Given the unfolding of events over the past six days, we are compelled to demand that the RCMP immediately take steps to minimize the impact of its enforcement practices on the work of journalists at the Fairy Creek protests. Specifically, the following actions are required:
Immediately end the practice of applying exclusion zones to journalists. All members of the media must be able to freely access protest sites where events of interest to the public are unfolding. This access must not be contingent on the availability of a media liaison officer.

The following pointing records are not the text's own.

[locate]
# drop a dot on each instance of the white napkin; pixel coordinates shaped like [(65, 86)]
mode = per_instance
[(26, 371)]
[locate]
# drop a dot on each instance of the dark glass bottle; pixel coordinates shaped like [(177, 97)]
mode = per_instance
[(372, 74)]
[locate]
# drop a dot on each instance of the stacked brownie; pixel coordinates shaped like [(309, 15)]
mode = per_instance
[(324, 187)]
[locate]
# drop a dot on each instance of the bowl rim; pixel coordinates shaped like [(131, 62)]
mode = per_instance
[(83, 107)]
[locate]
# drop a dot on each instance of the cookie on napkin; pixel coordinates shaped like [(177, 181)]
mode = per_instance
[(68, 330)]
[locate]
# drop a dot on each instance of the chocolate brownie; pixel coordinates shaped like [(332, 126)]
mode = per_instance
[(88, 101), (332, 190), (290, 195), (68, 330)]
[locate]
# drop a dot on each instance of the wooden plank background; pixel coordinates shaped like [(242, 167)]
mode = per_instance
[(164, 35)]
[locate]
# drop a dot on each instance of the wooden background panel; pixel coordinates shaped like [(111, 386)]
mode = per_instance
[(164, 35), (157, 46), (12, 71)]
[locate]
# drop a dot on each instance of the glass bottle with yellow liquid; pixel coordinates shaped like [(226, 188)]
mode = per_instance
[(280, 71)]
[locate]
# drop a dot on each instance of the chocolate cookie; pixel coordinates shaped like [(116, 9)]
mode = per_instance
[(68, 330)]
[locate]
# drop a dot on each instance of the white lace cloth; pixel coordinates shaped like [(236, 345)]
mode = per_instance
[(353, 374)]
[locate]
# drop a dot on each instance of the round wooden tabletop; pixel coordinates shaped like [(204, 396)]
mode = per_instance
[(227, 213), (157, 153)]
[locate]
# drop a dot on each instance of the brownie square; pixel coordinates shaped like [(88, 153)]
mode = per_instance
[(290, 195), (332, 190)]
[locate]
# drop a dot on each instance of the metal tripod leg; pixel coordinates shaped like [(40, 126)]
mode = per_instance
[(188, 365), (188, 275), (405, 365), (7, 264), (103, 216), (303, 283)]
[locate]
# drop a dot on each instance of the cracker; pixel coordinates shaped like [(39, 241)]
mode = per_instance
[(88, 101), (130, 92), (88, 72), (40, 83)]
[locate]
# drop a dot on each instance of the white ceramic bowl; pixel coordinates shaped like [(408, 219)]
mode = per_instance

Journalists must be allowed to be close enough to participants in the unfolding events to record video and sound, conduct interviews and take photographs. This distance should be sufficient to avoid any accidental interference with officers performing their duties. We draw your attention to the work of police forces in cities across Canada, who routinely arrest protesters engaged in unlawful conduct without restricting media access to the area in any way.
Refrain from using physical obstructions that block the view or prevent the media from capturing audio. Do not hold up tarps around arrests, place loud generators between journalists and arrests or position officers to block cameras.
Journalists must be allowed to move freely on site, as long as they do not interfere with the execution of RCMP activities. This means that journalists should not be corralled or forced to move as a group or with a police escort. By forcing working journalists to be chaperoned by a police escort, the RCMP is compromising journalists’ ability to freely gather information.
The equipment of journalists must not be seized or otherwise interfered with.
You must immediately cease arresting or detaining journalists within injunction zones for asserting their right to document events.
Journalists are not participants in the protests, or advocates for the protesters against whom the injunction is being enforced. It is not our intention to interfere with police operations in lawful execution of a court order. Our role is to serve democracy by documenting activities and conveying that information to the public.
Journalism is an essential service and is, accordingly, given constitutional protection. We have no intention of interfering with your work. We ask that you allow our journalists to do their work without undue harassment or obstruction in accordance with the law. If this is not agreeable, we will be bringing an application to the B.C. Supreme Court to vary the injunction order to specifically set out these protections for the media and direct the RCMP to change its practices. We hope that is not necessary, but we have retained legal counsel in the event it is, and will proceed on two business days’ notice, as provided in the injunction order.
We look forward to hearing from you as soon as possible with substantive commitments to respect journalists’ work at the logging protests, as outlined above.
We the undersigned,
Brent Jolly, president, Canadian Association of Journalists
Ethan Cox, editor, Ricochet Media
Jimmy Thomson, managing editor, Capital Daily Victoria
Emma Gilchrist, editor-in-chief, The Narwhal
Linda Solomon Wood, editor-in-chief, Canada’s National Observer
Cheryl McKenzie, executive director – news and current affairs, APTN
Erin Millar, CEO, Discourse Media (The Discourse & IndigiNews)
Phil Tunley, president, Canadian Journalists for Free Expression
cc. Sean Hern, Q.C.
The Canadian Association of Journalists is a professional organization with over 900 members across Canada. The CAJ’s primary roles are public-interest advocacy work and professional development for its members.